The localization of breakpoints at PML/RARα had not been clearly defined, being variously identified as 15q22-q24 and 17q11-q21. More exactly, the precise location of the RARα breakpoint had been the subject of variable reports in the literature. The PML/RARα breakpoint was unified to 15q22 and 17q12 according to the 2001 WHO classification.1 Before 2001, 3 other cases of t(15;17) translocations similar to our case had been described, where the PML/RARAα rearrangement was absent by FISH, although the chromosomal breakpoints were 15q22-q24 and 17q11-q21.11-13 In these cases (including ours), the break- points are considered to be subtly different from PML/RARα. The previously reported 3 cases were non-APL (M2, M2, M5a), with low sensitivity to chemotherapy (ATRA was administered in 2 cases without effect), and all the patients had died within 1.5 years.

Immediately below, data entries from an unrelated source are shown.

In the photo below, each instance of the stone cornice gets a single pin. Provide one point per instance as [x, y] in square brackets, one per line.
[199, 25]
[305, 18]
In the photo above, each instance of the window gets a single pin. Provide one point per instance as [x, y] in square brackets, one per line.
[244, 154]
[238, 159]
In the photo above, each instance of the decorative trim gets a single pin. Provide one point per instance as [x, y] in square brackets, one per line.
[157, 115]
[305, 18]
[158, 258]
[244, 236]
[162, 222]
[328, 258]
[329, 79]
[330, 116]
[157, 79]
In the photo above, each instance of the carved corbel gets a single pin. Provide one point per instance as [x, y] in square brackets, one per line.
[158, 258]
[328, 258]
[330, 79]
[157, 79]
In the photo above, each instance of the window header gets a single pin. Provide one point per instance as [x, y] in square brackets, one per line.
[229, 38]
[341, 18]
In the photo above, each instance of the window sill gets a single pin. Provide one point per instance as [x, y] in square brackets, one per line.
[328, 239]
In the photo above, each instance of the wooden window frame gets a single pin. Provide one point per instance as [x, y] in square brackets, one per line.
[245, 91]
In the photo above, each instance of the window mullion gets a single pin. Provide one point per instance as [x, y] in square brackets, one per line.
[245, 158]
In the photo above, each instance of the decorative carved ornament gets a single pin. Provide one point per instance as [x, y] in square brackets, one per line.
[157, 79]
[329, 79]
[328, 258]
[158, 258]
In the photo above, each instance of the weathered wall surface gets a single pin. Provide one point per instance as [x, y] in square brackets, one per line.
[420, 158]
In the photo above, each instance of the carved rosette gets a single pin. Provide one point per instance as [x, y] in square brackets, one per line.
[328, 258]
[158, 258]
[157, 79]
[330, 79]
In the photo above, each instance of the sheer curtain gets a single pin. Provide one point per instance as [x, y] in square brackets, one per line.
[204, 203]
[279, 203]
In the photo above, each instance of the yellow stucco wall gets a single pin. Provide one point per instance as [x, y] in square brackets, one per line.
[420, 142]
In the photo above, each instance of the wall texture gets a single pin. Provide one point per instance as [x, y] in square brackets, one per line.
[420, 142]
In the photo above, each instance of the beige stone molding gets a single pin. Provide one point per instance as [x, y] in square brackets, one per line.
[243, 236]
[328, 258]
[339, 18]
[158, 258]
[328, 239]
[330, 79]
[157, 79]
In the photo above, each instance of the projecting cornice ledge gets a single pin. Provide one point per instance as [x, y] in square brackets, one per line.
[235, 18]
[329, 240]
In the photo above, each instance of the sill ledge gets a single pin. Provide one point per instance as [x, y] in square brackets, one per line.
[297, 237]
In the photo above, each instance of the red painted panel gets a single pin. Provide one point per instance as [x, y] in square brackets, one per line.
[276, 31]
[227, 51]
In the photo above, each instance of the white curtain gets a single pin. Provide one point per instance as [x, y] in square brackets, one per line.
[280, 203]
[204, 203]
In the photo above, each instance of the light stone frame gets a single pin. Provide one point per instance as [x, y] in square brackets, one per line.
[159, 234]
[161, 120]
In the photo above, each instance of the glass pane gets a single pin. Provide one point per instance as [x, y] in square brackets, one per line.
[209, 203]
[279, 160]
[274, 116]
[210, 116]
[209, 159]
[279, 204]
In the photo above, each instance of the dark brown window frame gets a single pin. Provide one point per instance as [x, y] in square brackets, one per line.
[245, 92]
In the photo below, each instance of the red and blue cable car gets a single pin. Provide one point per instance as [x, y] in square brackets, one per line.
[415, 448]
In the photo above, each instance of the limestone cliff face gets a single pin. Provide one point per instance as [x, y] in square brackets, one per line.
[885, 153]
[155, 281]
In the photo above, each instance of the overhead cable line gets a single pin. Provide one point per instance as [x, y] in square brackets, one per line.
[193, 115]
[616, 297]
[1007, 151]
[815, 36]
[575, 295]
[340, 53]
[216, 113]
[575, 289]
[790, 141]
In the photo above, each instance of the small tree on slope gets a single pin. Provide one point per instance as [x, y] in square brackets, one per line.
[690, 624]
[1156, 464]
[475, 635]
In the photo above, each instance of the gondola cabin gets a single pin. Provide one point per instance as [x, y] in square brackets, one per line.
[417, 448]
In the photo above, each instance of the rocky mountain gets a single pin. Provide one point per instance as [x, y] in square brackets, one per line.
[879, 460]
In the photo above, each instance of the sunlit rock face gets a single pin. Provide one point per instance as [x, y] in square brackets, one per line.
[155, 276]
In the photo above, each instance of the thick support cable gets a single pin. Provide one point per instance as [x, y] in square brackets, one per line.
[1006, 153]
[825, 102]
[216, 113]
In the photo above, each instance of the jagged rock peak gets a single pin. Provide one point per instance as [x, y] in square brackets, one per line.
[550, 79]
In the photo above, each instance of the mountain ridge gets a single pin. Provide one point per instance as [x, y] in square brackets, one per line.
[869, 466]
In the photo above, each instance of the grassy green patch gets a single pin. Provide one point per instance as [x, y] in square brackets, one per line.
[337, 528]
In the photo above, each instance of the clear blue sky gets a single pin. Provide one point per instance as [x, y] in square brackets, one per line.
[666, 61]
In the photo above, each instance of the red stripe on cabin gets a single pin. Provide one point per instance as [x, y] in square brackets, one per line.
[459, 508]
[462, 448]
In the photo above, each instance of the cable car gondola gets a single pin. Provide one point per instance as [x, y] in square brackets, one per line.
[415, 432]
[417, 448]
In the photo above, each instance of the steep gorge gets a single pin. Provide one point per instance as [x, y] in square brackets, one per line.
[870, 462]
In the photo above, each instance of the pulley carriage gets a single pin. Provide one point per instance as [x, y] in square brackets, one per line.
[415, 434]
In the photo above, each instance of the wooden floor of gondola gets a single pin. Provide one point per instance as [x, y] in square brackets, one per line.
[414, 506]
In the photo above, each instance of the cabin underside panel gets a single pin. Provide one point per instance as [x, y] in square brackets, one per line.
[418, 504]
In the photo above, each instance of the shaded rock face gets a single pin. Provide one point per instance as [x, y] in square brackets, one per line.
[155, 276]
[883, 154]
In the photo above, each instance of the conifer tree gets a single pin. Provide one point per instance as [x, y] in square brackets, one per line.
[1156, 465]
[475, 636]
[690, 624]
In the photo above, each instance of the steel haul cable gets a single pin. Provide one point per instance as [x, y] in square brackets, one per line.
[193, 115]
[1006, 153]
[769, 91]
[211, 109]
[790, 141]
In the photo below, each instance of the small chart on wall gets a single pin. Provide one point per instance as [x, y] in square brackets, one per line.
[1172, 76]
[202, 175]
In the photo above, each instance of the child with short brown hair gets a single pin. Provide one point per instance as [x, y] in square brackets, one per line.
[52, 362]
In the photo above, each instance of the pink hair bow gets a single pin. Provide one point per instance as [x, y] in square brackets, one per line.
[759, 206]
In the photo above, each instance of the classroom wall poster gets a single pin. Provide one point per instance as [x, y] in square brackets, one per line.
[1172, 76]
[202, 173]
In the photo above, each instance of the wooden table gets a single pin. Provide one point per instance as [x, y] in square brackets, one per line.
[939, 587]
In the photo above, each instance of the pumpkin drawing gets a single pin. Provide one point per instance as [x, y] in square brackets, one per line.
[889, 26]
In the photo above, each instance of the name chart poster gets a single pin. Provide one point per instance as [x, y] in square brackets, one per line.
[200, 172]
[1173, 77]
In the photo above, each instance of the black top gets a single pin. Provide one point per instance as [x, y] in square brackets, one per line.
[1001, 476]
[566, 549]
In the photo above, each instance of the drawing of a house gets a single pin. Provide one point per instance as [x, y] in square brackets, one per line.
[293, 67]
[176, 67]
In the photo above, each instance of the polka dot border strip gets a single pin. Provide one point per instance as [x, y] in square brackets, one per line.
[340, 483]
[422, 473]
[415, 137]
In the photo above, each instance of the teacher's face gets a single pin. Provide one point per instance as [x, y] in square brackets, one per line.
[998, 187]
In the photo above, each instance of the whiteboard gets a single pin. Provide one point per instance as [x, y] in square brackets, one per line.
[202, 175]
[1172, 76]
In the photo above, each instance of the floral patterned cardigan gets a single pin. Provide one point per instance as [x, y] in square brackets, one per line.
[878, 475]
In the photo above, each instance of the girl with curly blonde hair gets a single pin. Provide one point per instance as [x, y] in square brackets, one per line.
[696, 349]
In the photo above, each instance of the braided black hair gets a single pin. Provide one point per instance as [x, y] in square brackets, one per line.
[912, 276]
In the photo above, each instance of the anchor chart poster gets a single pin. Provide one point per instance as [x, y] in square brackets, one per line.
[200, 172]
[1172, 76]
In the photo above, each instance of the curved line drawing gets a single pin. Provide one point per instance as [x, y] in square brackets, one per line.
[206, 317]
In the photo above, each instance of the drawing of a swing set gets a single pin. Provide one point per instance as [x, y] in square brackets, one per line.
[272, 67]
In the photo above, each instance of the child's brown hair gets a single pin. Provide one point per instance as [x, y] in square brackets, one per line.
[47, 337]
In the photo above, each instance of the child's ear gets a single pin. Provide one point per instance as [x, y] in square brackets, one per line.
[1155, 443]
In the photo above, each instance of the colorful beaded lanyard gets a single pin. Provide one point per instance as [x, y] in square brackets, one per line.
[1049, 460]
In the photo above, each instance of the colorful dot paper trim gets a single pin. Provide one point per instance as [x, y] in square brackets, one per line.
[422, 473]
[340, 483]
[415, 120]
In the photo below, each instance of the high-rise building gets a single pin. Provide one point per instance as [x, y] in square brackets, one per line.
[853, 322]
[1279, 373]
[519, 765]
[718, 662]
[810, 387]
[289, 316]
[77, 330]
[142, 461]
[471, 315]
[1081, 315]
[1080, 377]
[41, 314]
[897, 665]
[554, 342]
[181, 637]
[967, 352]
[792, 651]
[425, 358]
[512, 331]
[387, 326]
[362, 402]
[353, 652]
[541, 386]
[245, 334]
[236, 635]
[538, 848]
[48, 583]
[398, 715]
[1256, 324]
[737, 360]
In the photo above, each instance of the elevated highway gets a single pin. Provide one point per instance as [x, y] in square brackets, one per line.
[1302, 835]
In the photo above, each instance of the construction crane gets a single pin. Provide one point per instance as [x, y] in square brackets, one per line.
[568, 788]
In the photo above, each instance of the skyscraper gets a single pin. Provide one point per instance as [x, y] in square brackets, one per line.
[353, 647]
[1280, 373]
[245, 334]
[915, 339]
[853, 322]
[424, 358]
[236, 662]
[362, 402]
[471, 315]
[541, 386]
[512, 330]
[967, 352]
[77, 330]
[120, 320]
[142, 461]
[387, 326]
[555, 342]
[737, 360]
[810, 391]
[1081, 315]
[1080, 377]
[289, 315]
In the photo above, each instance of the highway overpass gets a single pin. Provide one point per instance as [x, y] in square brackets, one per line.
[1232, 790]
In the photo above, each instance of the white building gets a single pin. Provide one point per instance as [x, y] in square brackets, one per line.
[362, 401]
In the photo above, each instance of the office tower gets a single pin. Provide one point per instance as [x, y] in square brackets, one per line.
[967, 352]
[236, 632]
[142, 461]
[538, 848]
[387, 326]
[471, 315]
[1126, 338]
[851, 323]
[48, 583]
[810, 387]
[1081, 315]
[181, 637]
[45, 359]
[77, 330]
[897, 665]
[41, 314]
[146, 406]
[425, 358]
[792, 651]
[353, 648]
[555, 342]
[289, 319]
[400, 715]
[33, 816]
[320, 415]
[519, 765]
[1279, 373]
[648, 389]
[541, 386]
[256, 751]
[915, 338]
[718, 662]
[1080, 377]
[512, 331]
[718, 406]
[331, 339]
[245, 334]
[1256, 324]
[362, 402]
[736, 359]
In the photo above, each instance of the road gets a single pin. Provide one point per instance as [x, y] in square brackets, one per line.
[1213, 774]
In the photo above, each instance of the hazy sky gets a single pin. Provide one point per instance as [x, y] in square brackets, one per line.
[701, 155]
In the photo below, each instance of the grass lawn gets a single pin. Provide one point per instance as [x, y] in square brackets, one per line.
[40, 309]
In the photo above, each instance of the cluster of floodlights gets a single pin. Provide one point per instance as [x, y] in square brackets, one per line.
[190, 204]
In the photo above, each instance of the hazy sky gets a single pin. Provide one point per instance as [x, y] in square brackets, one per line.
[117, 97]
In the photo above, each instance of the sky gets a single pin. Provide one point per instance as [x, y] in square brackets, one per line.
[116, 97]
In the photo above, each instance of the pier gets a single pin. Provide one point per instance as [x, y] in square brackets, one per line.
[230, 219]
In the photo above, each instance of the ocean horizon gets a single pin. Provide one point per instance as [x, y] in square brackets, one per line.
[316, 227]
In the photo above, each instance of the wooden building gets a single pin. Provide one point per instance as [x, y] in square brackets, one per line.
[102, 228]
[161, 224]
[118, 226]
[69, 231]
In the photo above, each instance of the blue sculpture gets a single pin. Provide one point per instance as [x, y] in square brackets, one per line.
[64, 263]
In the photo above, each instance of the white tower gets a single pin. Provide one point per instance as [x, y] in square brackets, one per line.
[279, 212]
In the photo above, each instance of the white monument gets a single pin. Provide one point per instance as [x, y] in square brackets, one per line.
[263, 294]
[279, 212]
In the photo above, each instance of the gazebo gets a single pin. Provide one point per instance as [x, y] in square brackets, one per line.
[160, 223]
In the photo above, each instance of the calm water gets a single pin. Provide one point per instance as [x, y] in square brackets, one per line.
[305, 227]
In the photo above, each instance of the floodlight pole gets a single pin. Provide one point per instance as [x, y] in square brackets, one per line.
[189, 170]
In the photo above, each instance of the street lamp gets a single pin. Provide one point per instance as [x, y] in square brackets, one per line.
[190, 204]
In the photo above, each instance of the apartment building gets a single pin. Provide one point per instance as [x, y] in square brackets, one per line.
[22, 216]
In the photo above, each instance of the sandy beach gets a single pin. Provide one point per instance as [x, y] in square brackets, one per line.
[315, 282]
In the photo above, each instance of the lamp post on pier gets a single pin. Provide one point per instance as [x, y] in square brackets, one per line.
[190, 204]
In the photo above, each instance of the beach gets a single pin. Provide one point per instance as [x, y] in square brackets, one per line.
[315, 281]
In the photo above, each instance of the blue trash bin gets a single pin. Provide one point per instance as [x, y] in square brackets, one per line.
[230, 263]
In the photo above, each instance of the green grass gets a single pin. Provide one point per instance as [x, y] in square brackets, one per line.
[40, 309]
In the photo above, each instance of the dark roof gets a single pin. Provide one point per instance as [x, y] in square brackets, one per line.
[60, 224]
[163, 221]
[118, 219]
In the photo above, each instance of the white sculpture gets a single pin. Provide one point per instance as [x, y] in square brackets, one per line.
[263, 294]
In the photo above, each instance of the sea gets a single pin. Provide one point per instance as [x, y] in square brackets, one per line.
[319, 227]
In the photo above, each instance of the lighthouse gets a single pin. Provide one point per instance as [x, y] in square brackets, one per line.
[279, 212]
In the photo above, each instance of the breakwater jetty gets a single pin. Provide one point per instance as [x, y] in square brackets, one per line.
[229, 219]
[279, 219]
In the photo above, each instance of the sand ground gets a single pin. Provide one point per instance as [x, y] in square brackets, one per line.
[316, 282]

Recently, chemotherapy for ALL has been shown to be effective for MPAL.14 The prognosis appears to be unfavorable, particularly in adults; the occurrence of the t(4;11) or the Philadelphia chromosome are particularly unfavorable prognostic findings.3,15 On the other hand, Arabi et al. noted CR rates of 78% and an overall survival probability at two years of 60% in 31 adult BAL patients, excluding t(9;22)(q34;q11)-positive cases, undergoing mainly Hyper-CVAD therapy (hyperfractionated cyclophosphamide, vincristine, doxorubicin, and dexamethasone combined with high-dose cytarabine and methotrexate).16 On the basis of the morphology and immunophenotype of the blasts at onset, we determined our case to be BAL, also consistent with CD33 strongly positive ALL. As such, we initially managed the patient with induction chemotherapy for ALL and achieved CR. We considered CD33-positive minimal residual disease and added GO to the standard JALSG-ALL protocol as consolidation and maintenance treatment. There was no evidence of recurrence, and this management approach achieved and maintained a first CR of over 3.7 years. We believe that not only chemotherapy for ALL, but also a low, divided dose of GO, was effective in treatment.

In conclusion, we report an extremely rare case of BAL with t(15;17) lacking PML/RARα rearrangement. The clinical course of this patient is proceeding satisfactorily with chemotherapy as for ALL and GO.